8 Ekim 2013

Yaratıcı Yazarlık Sınıfta Nasıl Öğretilir?

Çocuklar kompozisyon yazarken o kadar kasılıyorlar ki, “giriş- gelişme- sonuç” kalıbına uyacağız diye o kadar uğraşıyorlar ki içlerinden geldiği gibi bir anlatım ortaya koyamıyorlar. Peki çocuklara yaratıcı bir şekilde yazmak nasıl öğretilebilir? İşte beş ipucu. 

Geçtiğimiz haftalarda gerçekleşen “Zeynep Cemali Öykü Yarışması”nın ardından bir değerlendirme yapan Dr. Müren Beykan, gelen öykülerden yola çıkarak, gençlerin yoğun dramlar içeren öyküler yazmaya meyilli olduklarını ve eski bir dil kullandıklarını gözlemlediğini belirtmişti. Öykülerde mizaha ve günümüz hayatını yansıtan detaylara yer verilmediğini, gençlerin klasiklerden feyzaldıklarını da eklemişti. Yani gençlerin yazarken, aldıkları eğitim dolayısıyla, kendilerini belli kalıplara uydurmaya çalıştıkları ve yaratıcılıktan uzaklaştıkları bir gerçek. Özel Sezin Okulu Eğitim Danışmanı ve blogumuzun en çok takip edilen yazarı Ali Rıza Çatal hocamız da “Neden Yazamayız?” ve “Herkes Yazabilir” adlı makalelerinde bu konuya değinmişti. Çocuklar kompozisyon yazarken o kadar kasılıyorlar ki, “giriş- gelişme- sonuç” kalıbına uyacağız diye o kadar uğraşıyorlar ki içlerinden geldiği gibi bir anlatım ortaya koyamıyorlar.

Peki çocuklara yaratıcı bir şekilde yazmak nasıl öğretilebilir. Guardian Gazetesi’nde çıkan bu makalede bir öğretmen meslektaşlarına hitaben beş basit öneride bulunuyor.
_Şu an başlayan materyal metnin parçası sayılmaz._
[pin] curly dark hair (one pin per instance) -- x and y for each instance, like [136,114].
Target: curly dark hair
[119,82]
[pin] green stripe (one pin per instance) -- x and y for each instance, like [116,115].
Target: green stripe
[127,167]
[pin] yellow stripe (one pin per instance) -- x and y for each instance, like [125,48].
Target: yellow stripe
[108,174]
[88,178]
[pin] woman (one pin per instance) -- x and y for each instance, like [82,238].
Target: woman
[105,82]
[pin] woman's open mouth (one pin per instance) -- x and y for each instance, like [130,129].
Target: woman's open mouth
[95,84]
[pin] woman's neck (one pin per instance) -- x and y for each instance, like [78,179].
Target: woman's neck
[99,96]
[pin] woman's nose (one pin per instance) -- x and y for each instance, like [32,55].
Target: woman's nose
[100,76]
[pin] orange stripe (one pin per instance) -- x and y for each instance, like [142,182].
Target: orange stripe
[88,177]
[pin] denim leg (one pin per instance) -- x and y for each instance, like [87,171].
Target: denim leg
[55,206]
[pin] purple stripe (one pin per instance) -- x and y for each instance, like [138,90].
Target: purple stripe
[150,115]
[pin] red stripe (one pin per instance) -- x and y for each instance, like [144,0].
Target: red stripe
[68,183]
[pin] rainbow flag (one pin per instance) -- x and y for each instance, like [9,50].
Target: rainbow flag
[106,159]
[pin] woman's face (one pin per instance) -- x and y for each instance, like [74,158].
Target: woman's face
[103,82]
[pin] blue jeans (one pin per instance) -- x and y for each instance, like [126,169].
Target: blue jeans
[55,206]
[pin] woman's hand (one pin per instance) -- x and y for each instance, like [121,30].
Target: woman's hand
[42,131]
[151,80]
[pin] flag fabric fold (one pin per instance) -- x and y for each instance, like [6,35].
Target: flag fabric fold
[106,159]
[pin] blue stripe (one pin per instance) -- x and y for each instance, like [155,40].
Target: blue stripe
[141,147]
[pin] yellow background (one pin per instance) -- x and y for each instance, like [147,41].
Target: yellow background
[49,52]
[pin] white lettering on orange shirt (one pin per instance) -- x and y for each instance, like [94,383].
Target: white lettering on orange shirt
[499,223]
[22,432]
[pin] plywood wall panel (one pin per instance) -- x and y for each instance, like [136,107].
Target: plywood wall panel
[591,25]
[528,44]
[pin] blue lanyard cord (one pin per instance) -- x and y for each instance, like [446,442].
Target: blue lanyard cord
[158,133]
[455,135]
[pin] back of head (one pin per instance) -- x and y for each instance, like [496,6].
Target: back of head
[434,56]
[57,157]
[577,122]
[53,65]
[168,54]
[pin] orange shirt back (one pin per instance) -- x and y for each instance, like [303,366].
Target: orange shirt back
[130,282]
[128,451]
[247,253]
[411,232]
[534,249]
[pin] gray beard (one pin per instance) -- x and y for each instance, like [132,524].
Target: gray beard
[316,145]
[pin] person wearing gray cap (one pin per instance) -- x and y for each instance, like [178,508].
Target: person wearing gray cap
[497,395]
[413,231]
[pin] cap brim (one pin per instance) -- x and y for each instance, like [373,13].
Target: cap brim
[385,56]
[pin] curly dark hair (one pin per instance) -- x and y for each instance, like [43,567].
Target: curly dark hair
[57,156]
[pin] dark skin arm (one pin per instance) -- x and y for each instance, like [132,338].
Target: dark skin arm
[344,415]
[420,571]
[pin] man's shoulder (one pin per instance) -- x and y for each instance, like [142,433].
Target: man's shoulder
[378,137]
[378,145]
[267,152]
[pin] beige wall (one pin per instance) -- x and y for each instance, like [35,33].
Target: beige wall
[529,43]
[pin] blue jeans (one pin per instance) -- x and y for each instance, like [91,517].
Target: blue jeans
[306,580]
1. Kompozisyon kurallarını atın

Öğrencilerime her zaman yazmanın kuralı olmadığını ve istedikleri gibi yazabileceklerini söylerim. İyi hikayelerin illa çarpıcı bir girişi, bir metaforu, bir kırıIma noktası, sonunda bir şaşırtmacası olması gerekmez.  Bunları kullandığınızda ortaya iyi bir hikaye çıkacak anlamına da gelmez. Çocuklar bu öğelerin ne olduğunu, nerede, ne zaman kullanılacaklarını bilmeliler. Ama bir reçete gibi kullanmamalılar.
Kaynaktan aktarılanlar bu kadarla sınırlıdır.